An Art Lover’s Masterpiece
From the moment we stepped on board the QM2, one of the first things we noticed were the many pieces of art on display in the public areas of the ship, as well as its art gallery. No matter what your artistic tastes, there seemed to be something for everyone. Our personal butler told us that more than 300 international artists were commissioned to produce original works for the ship, valued in excess of US$5 million. My husband also snuck away for a while to check out the Maritime Quest Exhibit on board that takes one back to the golden era of ocean cruising. “Not to be missed,” he assured me.
You, Too, Can Steer This Ship
We took a tour of the ship’s bridge, where all steering and navigational decisions are made. The information we learned was fascinating. Did you know, for example?
The ship’s radar can pick up objects from 12 nautical miles away. Even so, individual crewmembers are still used as “lookouts” since some objects – such as wooden ships – might not appear on radar.
The QM2 has the capability of being 100 percent on autopilot. This means that – at least in theory – a “captain” isn’t needed for steering and navigation unless problems arise. (I emphasize “in theory” – the captain is ever-present and very much in command of his vessel.)
In the event that danger is spotted on the route ahead (icebergs, etc.) the ship can stop or change/reverse course in less than one mile. For a ship this size, that’s the equivalent of “turning on a dime.”
Speaking of icebergs, we “mirrored” the route of the Titanic almost the entire transatlantic route. This was per “captain’s choice” – this (northerly) route is sometimes more dangerous late in the sailing season (i.e., near year’s end) but is usually not problematic in October. In the event of any concerns, the ship can switch to a “southerly” route, which takes it into warmer waters.
And lastly – if you were to fall off the ship’s deck into the North Atlantic, would the ship turn around to get you? Probably not, but don’t panic – a small jetty and the equivalent of a “SWAT” team would be quickly dispatched to pick you up, then rendezvous back with the QM2. However, the First Mate assured us that no one had ever fallen off the deck into the ocean. (But just to be safe, no more than one bottle of wine prior to that moonlight deck stroll, please.)
What Will We Do for Six Days at Sea?
If you are worried about what you will do for 6 days at sea, worry not. I sat and watched the waves hit the ship from a hallway with window seats and little chairs scattered about. Almost each evening we were late for dinner as there were so many things to do.
On some occasions, we decided to spend an unstructured day, with nothing scheduled (or “winging it,” as it were.) With the weather in the 70s (Fahrenheit) we decided to enjoy both the indoor and outdoor pools situated on three QM2 decks.

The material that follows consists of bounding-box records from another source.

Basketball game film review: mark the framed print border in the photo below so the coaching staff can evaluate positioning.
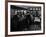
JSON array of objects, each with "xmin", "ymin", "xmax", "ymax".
[{"xmin": 5, "ymin": 0, "xmax": 45, "ymax": 37}]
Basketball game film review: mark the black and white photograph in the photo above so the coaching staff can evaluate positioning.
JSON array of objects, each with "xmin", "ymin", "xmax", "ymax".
[{"xmin": 8, "ymin": 2, "xmax": 43, "ymax": 35}]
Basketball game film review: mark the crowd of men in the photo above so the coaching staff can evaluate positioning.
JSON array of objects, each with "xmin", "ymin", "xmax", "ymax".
[{"xmin": 11, "ymin": 8, "xmax": 38, "ymax": 31}]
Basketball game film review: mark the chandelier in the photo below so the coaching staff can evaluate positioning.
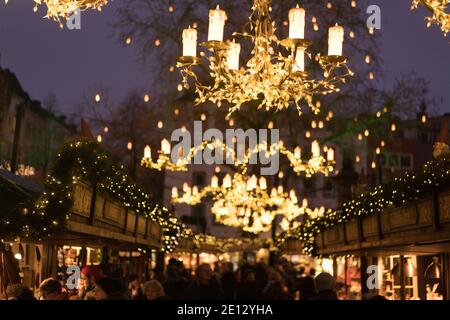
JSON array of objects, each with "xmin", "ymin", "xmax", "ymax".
[
  {"xmin": 172, "ymin": 173, "xmax": 310, "ymax": 234},
  {"xmin": 178, "ymin": 0, "xmax": 353, "ymax": 115},
  {"xmin": 34, "ymin": 0, "xmax": 108, "ymax": 27},
  {"xmin": 141, "ymin": 139, "xmax": 335, "ymax": 177},
  {"xmin": 411, "ymin": 0, "xmax": 450, "ymax": 35}
]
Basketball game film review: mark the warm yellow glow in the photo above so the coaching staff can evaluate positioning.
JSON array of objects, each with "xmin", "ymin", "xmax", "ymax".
[
  {"xmin": 208, "ymin": 5, "xmax": 227, "ymax": 42},
  {"xmin": 33, "ymin": 0, "xmax": 108, "ymax": 26},
  {"xmin": 411, "ymin": 0, "xmax": 450, "ymax": 35},
  {"xmin": 178, "ymin": 0, "xmax": 353, "ymax": 115},
  {"xmin": 289, "ymin": 5, "xmax": 306, "ymax": 39},
  {"xmin": 144, "ymin": 145, "xmax": 152, "ymax": 159},
  {"xmin": 183, "ymin": 26, "xmax": 197, "ymax": 57},
  {"xmin": 161, "ymin": 139, "xmax": 171, "ymax": 154}
]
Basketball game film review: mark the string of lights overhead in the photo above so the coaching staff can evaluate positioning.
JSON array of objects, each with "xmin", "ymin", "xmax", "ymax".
[{"xmin": 411, "ymin": 0, "xmax": 450, "ymax": 36}]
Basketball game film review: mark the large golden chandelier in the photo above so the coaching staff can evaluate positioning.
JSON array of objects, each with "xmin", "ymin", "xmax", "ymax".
[
  {"xmin": 172, "ymin": 173, "xmax": 311, "ymax": 234},
  {"xmin": 178, "ymin": 0, "xmax": 353, "ymax": 114},
  {"xmin": 34, "ymin": 0, "xmax": 108, "ymax": 27},
  {"xmin": 411, "ymin": 0, "xmax": 450, "ymax": 35}
]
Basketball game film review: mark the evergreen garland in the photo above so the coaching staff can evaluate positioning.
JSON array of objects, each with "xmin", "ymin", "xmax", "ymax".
[{"xmin": 277, "ymin": 154, "xmax": 450, "ymax": 255}]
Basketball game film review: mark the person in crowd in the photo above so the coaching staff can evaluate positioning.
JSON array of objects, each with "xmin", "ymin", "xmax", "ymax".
[
  {"xmin": 94, "ymin": 277, "xmax": 127, "ymax": 300},
  {"xmin": 298, "ymin": 268, "xmax": 316, "ymax": 300},
  {"xmin": 6, "ymin": 284, "xmax": 35, "ymax": 300},
  {"xmin": 39, "ymin": 278, "xmax": 70, "ymax": 300},
  {"xmin": 186, "ymin": 263, "xmax": 225, "ymax": 300},
  {"xmin": 144, "ymin": 280, "xmax": 169, "ymax": 300},
  {"xmin": 128, "ymin": 274, "xmax": 145, "ymax": 300},
  {"xmin": 164, "ymin": 266, "xmax": 189, "ymax": 300},
  {"xmin": 236, "ymin": 270, "xmax": 263, "ymax": 300},
  {"xmin": 221, "ymin": 262, "xmax": 236, "ymax": 300},
  {"xmin": 263, "ymin": 269, "xmax": 291, "ymax": 300},
  {"xmin": 78, "ymin": 266, "xmax": 104, "ymax": 300},
  {"xmin": 311, "ymin": 272, "xmax": 338, "ymax": 300}
]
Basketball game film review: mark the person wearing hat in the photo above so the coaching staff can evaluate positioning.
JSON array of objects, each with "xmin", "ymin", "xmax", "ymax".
[
  {"xmin": 94, "ymin": 277, "xmax": 127, "ymax": 300},
  {"xmin": 311, "ymin": 272, "xmax": 338, "ymax": 300},
  {"xmin": 78, "ymin": 266, "xmax": 103, "ymax": 300}
]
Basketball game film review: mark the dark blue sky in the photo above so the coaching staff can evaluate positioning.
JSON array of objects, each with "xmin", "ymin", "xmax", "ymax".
[{"xmin": 0, "ymin": 0, "xmax": 450, "ymax": 113}]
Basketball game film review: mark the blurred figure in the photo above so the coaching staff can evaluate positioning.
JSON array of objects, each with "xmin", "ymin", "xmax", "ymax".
[
  {"xmin": 94, "ymin": 277, "xmax": 127, "ymax": 300},
  {"xmin": 164, "ymin": 266, "xmax": 189, "ymax": 300},
  {"xmin": 78, "ymin": 266, "xmax": 104, "ymax": 300},
  {"xmin": 128, "ymin": 274, "xmax": 145, "ymax": 300},
  {"xmin": 311, "ymin": 272, "xmax": 339, "ymax": 300},
  {"xmin": 236, "ymin": 270, "xmax": 262, "ymax": 300},
  {"xmin": 6, "ymin": 284, "xmax": 36, "ymax": 300},
  {"xmin": 39, "ymin": 278, "xmax": 69, "ymax": 300},
  {"xmin": 298, "ymin": 268, "xmax": 316, "ymax": 300},
  {"xmin": 144, "ymin": 280, "xmax": 169, "ymax": 300},
  {"xmin": 186, "ymin": 263, "xmax": 225, "ymax": 300},
  {"xmin": 263, "ymin": 269, "xmax": 291, "ymax": 300}
]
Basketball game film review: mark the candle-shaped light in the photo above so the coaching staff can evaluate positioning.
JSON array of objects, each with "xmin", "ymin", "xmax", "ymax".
[
  {"xmin": 294, "ymin": 146, "xmax": 302, "ymax": 159},
  {"xmin": 247, "ymin": 175, "xmax": 258, "ymax": 191},
  {"xmin": 327, "ymin": 148, "xmax": 334, "ymax": 161},
  {"xmin": 292, "ymin": 48, "xmax": 305, "ymax": 72},
  {"xmin": 259, "ymin": 177, "xmax": 267, "ymax": 190},
  {"xmin": 277, "ymin": 184, "xmax": 284, "ymax": 194},
  {"xmin": 227, "ymin": 39, "xmax": 241, "ymax": 70},
  {"xmin": 144, "ymin": 145, "xmax": 152, "ymax": 159},
  {"xmin": 311, "ymin": 140, "xmax": 320, "ymax": 158},
  {"xmin": 208, "ymin": 5, "xmax": 227, "ymax": 42},
  {"xmin": 289, "ymin": 189, "xmax": 298, "ymax": 204},
  {"xmin": 183, "ymin": 26, "xmax": 197, "ymax": 57},
  {"xmin": 270, "ymin": 188, "xmax": 277, "ymax": 198},
  {"xmin": 211, "ymin": 176, "xmax": 219, "ymax": 189},
  {"xmin": 328, "ymin": 24, "xmax": 344, "ymax": 56},
  {"xmin": 222, "ymin": 174, "xmax": 231, "ymax": 188},
  {"xmin": 289, "ymin": 5, "xmax": 306, "ymax": 39},
  {"xmin": 172, "ymin": 187, "xmax": 178, "ymax": 199},
  {"xmin": 161, "ymin": 139, "xmax": 170, "ymax": 154}
]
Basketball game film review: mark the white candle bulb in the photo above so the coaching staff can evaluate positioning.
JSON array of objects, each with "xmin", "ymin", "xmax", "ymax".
[
  {"xmin": 289, "ymin": 5, "xmax": 306, "ymax": 39},
  {"xmin": 327, "ymin": 148, "xmax": 334, "ymax": 161},
  {"xmin": 161, "ymin": 139, "xmax": 170, "ymax": 154},
  {"xmin": 277, "ymin": 185, "xmax": 284, "ymax": 194},
  {"xmin": 294, "ymin": 147, "xmax": 302, "ymax": 159},
  {"xmin": 302, "ymin": 199, "xmax": 308, "ymax": 208},
  {"xmin": 270, "ymin": 188, "xmax": 277, "ymax": 198},
  {"xmin": 172, "ymin": 187, "xmax": 178, "ymax": 199},
  {"xmin": 222, "ymin": 174, "xmax": 231, "ymax": 188},
  {"xmin": 227, "ymin": 39, "xmax": 241, "ymax": 70},
  {"xmin": 328, "ymin": 24, "xmax": 344, "ymax": 56},
  {"xmin": 211, "ymin": 176, "xmax": 219, "ymax": 188},
  {"xmin": 259, "ymin": 177, "xmax": 267, "ymax": 190},
  {"xmin": 208, "ymin": 5, "xmax": 227, "ymax": 42},
  {"xmin": 292, "ymin": 48, "xmax": 305, "ymax": 72},
  {"xmin": 183, "ymin": 26, "xmax": 197, "ymax": 57},
  {"xmin": 144, "ymin": 146, "xmax": 152, "ymax": 159},
  {"xmin": 311, "ymin": 140, "xmax": 320, "ymax": 158}
]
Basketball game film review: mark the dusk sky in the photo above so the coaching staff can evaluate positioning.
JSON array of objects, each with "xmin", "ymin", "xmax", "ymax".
[{"xmin": 0, "ymin": 0, "xmax": 450, "ymax": 113}]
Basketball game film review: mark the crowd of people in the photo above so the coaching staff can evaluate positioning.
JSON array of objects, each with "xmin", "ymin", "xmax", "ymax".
[{"xmin": 1, "ymin": 259, "xmax": 384, "ymax": 301}]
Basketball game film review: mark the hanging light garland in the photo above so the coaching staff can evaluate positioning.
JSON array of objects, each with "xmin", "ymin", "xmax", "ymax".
[
  {"xmin": 411, "ymin": 0, "xmax": 450, "ymax": 35},
  {"xmin": 178, "ymin": 0, "xmax": 353, "ymax": 115},
  {"xmin": 34, "ymin": 0, "xmax": 108, "ymax": 27},
  {"xmin": 141, "ymin": 139, "xmax": 335, "ymax": 177}
]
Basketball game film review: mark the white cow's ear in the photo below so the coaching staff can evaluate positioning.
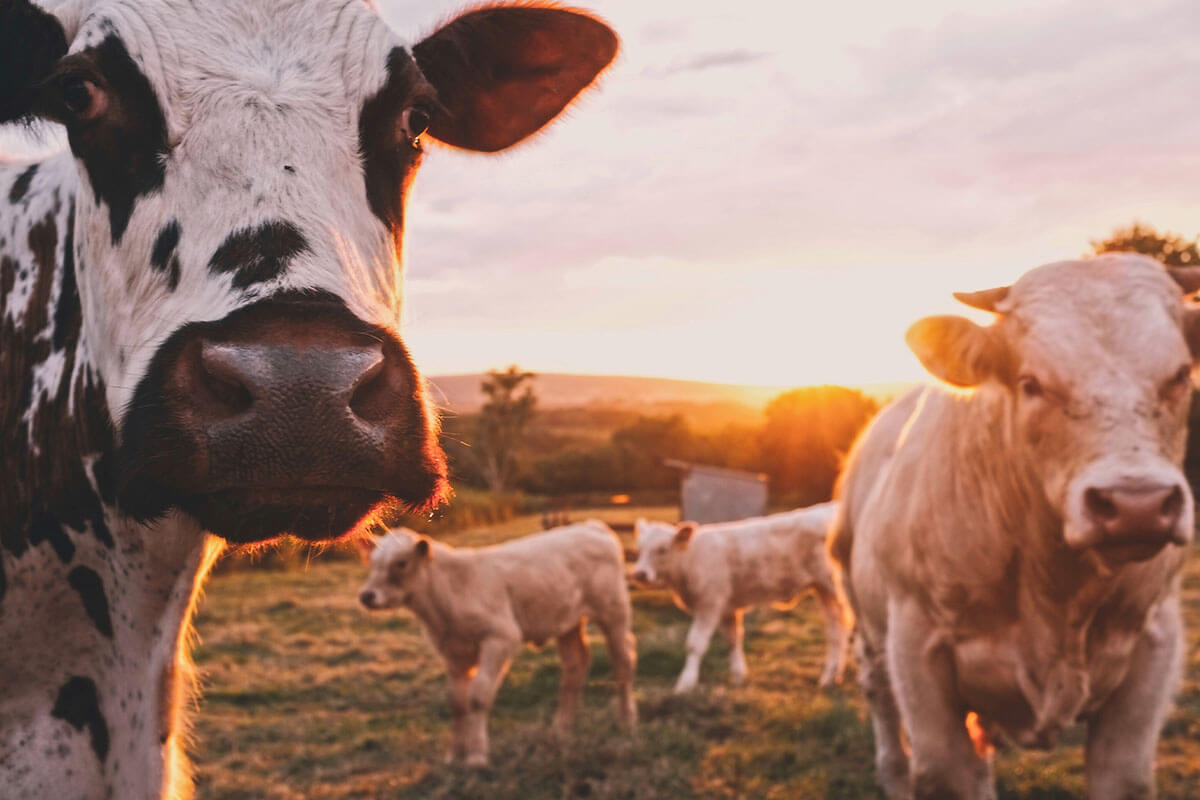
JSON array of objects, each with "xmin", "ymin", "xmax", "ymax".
[
  {"xmin": 413, "ymin": 5, "xmax": 617, "ymax": 152},
  {"xmin": 413, "ymin": 536, "xmax": 433, "ymax": 559},
  {"xmin": 1183, "ymin": 303, "xmax": 1200, "ymax": 361},
  {"xmin": 674, "ymin": 522, "xmax": 696, "ymax": 547},
  {"xmin": 905, "ymin": 315, "xmax": 1008, "ymax": 386},
  {"xmin": 0, "ymin": 0, "xmax": 70, "ymax": 122},
  {"xmin": 1166, "ymin": 266, "xmax": 1200, "ymax": 294}
]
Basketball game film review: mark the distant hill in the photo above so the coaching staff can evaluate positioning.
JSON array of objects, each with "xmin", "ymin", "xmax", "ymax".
[
  {"xmin": 430, "ymin": 373, "xmax": 790, "ymax": 414},
  {"xmin": 428, "ymin": 373, "xmax": 916, "ymax": 417}
]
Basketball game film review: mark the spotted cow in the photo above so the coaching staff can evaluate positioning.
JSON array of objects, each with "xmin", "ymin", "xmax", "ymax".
[{"xmin": 0, "ymin": 0, "xmax": 617, "ymax": 800}]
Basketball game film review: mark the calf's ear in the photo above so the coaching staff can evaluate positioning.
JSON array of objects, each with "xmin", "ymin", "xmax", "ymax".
[
  {"xmin": 1183, "ymin": 303, "xmax": 1200, "ymax": 363},
  {"xmin": 413, "ymin": 4, "xmax": 617, "ymax": 152},
  {"xmin": 0, "ymin": 0, "xmax": 67, "ymax": 124},
  {"xmin": 674, "ymin": 522, "xmax": 696, "ymax": 547},
  {"xmin": 905, "ymin": 314, "xmax": 1008, "ymax": 386},
  {"xmin": 413, "ymin": 536, "xmax": 433, "ymax": 559}
]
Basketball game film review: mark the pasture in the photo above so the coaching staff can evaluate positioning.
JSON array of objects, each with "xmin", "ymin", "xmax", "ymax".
[{"xmin": 191, "ymin": 510, "xmax": 1200, "ymax": 800}]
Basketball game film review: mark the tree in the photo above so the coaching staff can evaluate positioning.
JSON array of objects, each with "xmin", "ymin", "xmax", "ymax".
[
  {"xmin": 1088, "ymin": 222, "xmax": 1200, "ymax": 266},
  {"xmin": 475, "ymin": 366, "xmax": 538, "ymax": 492},
  {"xmin": 761, "ymin": 386, "xmax": 878, "ymax": 505}
]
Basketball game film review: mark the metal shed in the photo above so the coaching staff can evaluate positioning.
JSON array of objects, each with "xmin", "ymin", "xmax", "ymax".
[{"xmin": 665, "ymin": 458, "xmax": 767, "ymax": 524}]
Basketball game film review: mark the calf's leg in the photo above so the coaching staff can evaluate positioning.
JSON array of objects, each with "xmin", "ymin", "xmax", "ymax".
[
  {"xmin": 554, "ymin": 620, "xmax": 592, "ymax": 734},
  {"xmin": 598, "ymin": 606, "xmax": 637, "ymax": 730},
  {"xmin": 858, "ymin": 637, "xmax": 912, "ymax": 800},
  {"xmin": 1085, "ymin": 597, "xmax": 1183, "ymax": 800},
  {"xmin": 721, "ymin": 608, "xmax": 746, "ymax": 686},
  {"xmin": 463, "ymin": 637, "xmax": 520, "ymax": 766},
  {"xmin": 812, "ymin": 583, "xmax": 851, "ymax": 688},
  {"xmin": 446, "ymin": 667, "xmax": 470, "ymax": 762},
  {"xmin": 676, "ymin": 606, "xmax": 721, "ymax": 694}
]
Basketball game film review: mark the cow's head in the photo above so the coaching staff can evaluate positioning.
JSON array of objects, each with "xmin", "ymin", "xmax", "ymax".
[
  {"xmin": 632, "ymin": 519, "xmax": 696, "ymax": 585},
  {"xmin": 908, "ymin": 253, "xmax": 1200, "ymax": 565},
  {"xmin": 359, "ymin": 528, "xmax": 434, "ymax": 610},
  {"xmin": 0, "ymin": 0, "xmax": 617, "ymax": 541}
]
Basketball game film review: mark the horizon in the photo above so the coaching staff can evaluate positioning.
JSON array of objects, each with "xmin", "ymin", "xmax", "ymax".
[{"xmin": 6, "ymin": 0, "xmax": 1200, "ymax": 386}]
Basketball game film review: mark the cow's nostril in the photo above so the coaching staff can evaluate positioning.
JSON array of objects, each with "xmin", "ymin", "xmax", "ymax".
[
  {"xmin": 1084, "ymin": 488, "xmax": 1121, "ymax": 522},
  {"xmin": 349, "ymin": 351, "xmax": 412, "ymax": 425},
  {"xmin": 350, "ymin": 359, "xmax": 395, "ymax": 421},
  {"xmin": 1162, "ymin": 486, "xmax": 1183, "ymax": 522},
  {"xmin": 198, "ymin": 344, "xmax": 253, "ymax": 416}
]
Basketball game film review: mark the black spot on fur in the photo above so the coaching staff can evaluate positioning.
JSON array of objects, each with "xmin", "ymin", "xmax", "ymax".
[
  {"xmin": 50, "ymin": 676, "xmax": 108, "ymax": 763},
  {"xmin": 0, "ymin": 0, "xmax": 67, "ymax": 122},
  {"xmin": 29, "ymin": 511, "xmax": 74, "ymax": 564},
  {"xmin": 209, "ymin": 219, "xmax": 310, "ymax": 289},
  {"xmin": 8, "ymin": 164, "xmax": 37, "ymax": 203},
  {"xmin": 359, "ymin": 47, "xmax": 431, "ymax": 253},
  {"xmin": 65, "ymin": 35, "xmax": 170, "ymax": 243},
  {"xmin": 150, "ymin": 219, "xmax": 179, "ymax": 290},
  {"xmin": 67, "ymin": 566, "xmax": 113, "ymax": 638}
]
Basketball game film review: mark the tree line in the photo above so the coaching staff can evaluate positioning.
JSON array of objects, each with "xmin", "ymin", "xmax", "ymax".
[{"xmin": 444, "ymin": 366, "xmax": 878, "ymax": 505}]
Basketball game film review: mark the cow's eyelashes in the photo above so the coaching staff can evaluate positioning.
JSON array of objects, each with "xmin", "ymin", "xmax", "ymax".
[
  {"xmin": 401, "ymin": 104, "xmax": 433, "ymax": 145},
  {"xmin": 58, "ymin": 74, "xmax": 108, "ymax": 121},
  {"xmin": 1016, "ymin": 375, "xmax": 1045, "ymax": 398}
]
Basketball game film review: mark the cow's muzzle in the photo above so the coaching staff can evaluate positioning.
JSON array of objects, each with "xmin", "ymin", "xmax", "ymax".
[
  {"xmin": 119, "ymin": 296, "xmax": 446, "ymax": 542},
  {"xmin": 1078, "ymin": 481, "xmax": 1193, "ymax": 564}
]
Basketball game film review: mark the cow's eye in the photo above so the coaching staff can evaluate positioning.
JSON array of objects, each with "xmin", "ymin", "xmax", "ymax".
[
  {"xmin": 403, "ymin": 106, "xmax": 433, "ymax": 140},
  {"xmin": 59, "ymin": 76, "xmax": 108, "ymax": 121}
]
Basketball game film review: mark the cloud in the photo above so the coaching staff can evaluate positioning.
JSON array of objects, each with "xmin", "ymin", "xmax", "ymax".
[{"xmin": 644, "ymin": 49, "xmax": 767, "ymax": 76}]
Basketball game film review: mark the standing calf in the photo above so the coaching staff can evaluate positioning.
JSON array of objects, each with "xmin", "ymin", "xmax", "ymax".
[
  {"xmin": 359, "ymin": 521, "xmax": 637, "ymax": 766},
  {"xmin": 634, "ymin": 503, "xmax": 851, "ymax": 692},
  {"xmin": 830, "ymin": 254, "xmax": 1200, "ymax": 800}
]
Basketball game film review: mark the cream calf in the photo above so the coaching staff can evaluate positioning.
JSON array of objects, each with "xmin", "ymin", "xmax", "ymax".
[
  {"xmin": 359, "ymin": 521, "xmax": 637, "ymax": 766},
  {"xmin": 634, "ymin": 503, "xmax": 851, "ymax": 692}
]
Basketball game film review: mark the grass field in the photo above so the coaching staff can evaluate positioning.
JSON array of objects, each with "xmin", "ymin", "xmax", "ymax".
[{"xmin": 192, "ymin": 510, "xmax": 1200, "ymax": 800}]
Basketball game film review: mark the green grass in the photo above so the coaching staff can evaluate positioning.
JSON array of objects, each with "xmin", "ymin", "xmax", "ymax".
[{"xmin": 192, "ymin": 509, "xmax": 1200, "ymax": 800}]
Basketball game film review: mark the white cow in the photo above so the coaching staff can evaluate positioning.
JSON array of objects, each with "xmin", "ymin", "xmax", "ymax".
[
  {"xmin": 359, "ymin": 519, "xmax": 637, "ymax": 766},
  {"xmin": 0, "ymin": 0, "xmax": 617, "ymax": 800},
  {"xmin": 634, "ymin": 503, "xmax": 851, "ymax": 692},
  {"xmin": 830, "ymin": 254, "xmax": 1200, "ymax": 800}
]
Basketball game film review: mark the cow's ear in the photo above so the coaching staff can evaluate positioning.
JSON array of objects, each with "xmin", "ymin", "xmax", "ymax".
[
  {"xmin": 354, "ymin": 534, "xmax": 378, "ymax": 563},
  {"xmin": 0, "ymin": 0, "xmax": 67, "ymax": 124},
  {"xmin": 413, "ymin": 5, "xmax": 617, "ymax": 152},
  {"xmin": 905, "ymin": 315, "xmax": 1007, "ymax": 386},
  {"xmin": 413, "ymin": 536, "xmax": 433, "ymax": 559},
  {"xmin": 1183, "ymin": 302, "xmax": 1200, "ymax": 362},
  {"xmin": 674, "ymin": 522, "xmax": 696, "ymax": 547}
]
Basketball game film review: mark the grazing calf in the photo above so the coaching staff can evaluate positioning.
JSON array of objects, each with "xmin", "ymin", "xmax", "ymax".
[
  {"xmin": 634, "ymin": 503, "xmax": 851, "ymax": 692},
  {"xmin": 829, "ymin": 254, "xmax": 1200, "ymax": 800},
  {"xmin": 359, "ymin": 519, "xmax": 637, "ymax": 766},
  {"xmin": 0, "ymin": 0, "xmax": 616, "ymax": 800}
]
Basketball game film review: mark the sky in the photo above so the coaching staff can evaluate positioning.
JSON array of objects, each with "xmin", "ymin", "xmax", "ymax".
[
  {"xmin": 380, "ymin": 0, "xmax": 1200, "ymax": 385},
  {"xmin": 9, "ymin": 0, "xmax": 1200, "ymax": 386}
]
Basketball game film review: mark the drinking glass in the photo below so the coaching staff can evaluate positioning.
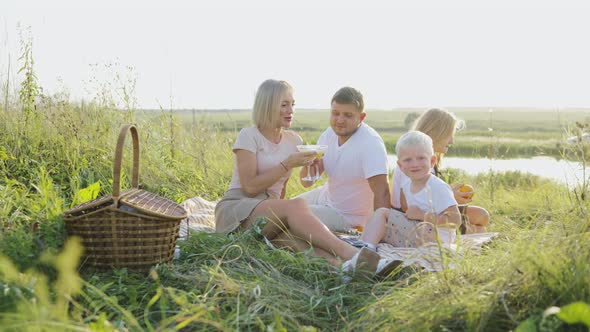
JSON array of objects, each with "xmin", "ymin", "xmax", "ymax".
[{"xmin": 297, "ymin": 145, "xmax": 320, "ymax": 181}]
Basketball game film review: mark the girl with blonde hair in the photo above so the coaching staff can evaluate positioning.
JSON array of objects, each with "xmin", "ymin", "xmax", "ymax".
[{"xmin": 400, "ymin": 108, "xmax": 490, "ymax": 233}]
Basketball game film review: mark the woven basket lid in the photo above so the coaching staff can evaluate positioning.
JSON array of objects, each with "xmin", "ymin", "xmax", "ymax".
[
  {"xmin": 119, "ymin": 189, "xmax": 186, "ymax": 219},
  {"xmin": 64, "ymin": 195, "xmax": 115, "ymax": 218}
]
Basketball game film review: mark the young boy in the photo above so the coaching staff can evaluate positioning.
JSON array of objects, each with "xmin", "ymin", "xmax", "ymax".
[{"xmin": 361, "ymin": 131, "xmax": 461, "ymax": 249}]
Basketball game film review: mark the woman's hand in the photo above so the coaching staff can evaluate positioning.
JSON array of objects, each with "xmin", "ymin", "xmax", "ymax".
[
  {"xmin": 282, "ymin": 151, "xmax": 317, "ymax": 169},
  {"xmin": 453, "ymin": 183, "xmax": 474, "ymax": 204}
]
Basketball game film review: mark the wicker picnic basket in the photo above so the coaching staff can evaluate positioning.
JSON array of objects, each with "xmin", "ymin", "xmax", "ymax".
[{"xmin": 64, "ymin": 125, "xmax": 186, "ymax": 271}]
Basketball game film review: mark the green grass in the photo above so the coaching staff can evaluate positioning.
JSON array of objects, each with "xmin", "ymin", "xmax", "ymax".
[
  {"xmin": 0, "ymin": 84, "xmax": 590, "ymax": 331},
  {"xmin": 171, "ymin": 108, "xmax": 590, "ymax": 158}
]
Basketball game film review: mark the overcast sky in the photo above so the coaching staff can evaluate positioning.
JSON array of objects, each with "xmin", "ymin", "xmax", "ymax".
[{"xmin": 0, "ymin": 0, "xmax": 590, "ymax": 109}]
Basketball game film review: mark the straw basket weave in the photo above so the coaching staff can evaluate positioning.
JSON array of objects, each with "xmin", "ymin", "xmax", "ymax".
[{"xmin": 64, "ymin": 125, "xmax": 186, "ymax": 271}]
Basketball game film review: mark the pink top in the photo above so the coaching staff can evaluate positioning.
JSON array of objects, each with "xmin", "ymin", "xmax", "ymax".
[{"xmin": 229, "ymin": 127, "xmax": 303, "ymax": 198}]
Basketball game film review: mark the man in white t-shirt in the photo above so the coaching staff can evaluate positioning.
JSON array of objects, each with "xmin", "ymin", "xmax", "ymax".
[{"xmin": 298, "ymin": 87, "xmax": 390, "ymax": 231}]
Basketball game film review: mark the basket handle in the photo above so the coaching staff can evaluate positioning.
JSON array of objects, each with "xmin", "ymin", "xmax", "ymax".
[{"xmin": 113, "ymin": 124, "xmax": 139, "ymax": 198}]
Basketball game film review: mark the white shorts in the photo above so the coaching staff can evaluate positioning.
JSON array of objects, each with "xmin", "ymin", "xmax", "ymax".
[{"xmin": 295, "ymin": 187, "xmax": 352, "ymax": 232}]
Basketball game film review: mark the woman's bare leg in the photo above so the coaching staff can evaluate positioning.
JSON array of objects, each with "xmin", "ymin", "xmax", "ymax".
[
  {"xmin": 361, "ymin": 208, "xmax": 389, "ymax": 246},
  {"xmin": 243, "ymin": 198, "xmax": 358, "ymax": 260}
]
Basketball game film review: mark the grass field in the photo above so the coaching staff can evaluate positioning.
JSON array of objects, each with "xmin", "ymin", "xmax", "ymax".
[{"xmin": 0, "ymin": 65, "xmax": 590, "ymax": 331}]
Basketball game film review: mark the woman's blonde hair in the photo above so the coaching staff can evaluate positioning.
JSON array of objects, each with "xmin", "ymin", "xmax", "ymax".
[
  {"xmin": 412, "ymin": 108, "xmax": 465, "ymax": 164},
  {"xmin": 252, "ymin": 79, "xmax": 293, "ymax": 129}
]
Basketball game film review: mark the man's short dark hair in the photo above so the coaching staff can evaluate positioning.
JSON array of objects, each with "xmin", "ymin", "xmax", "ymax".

I counted at least seven hot tubs (we can speak for enjoying five of them.) I finished the book I was reading and visited the ship’s well-stocked bookstore for another title to tide me over (no pun intended) on the way home. If you’re disinclined to accumulate your reading material out-of-pocket, note that the QM2 also features the cruise industry’s largest floating library.
From lectures given by learned Oxford Professors to accomplished physicians to art exhibits from some of the masters (the art on the ship is museum quality) to Latin dancing, we could not fit in everything we wanted to do.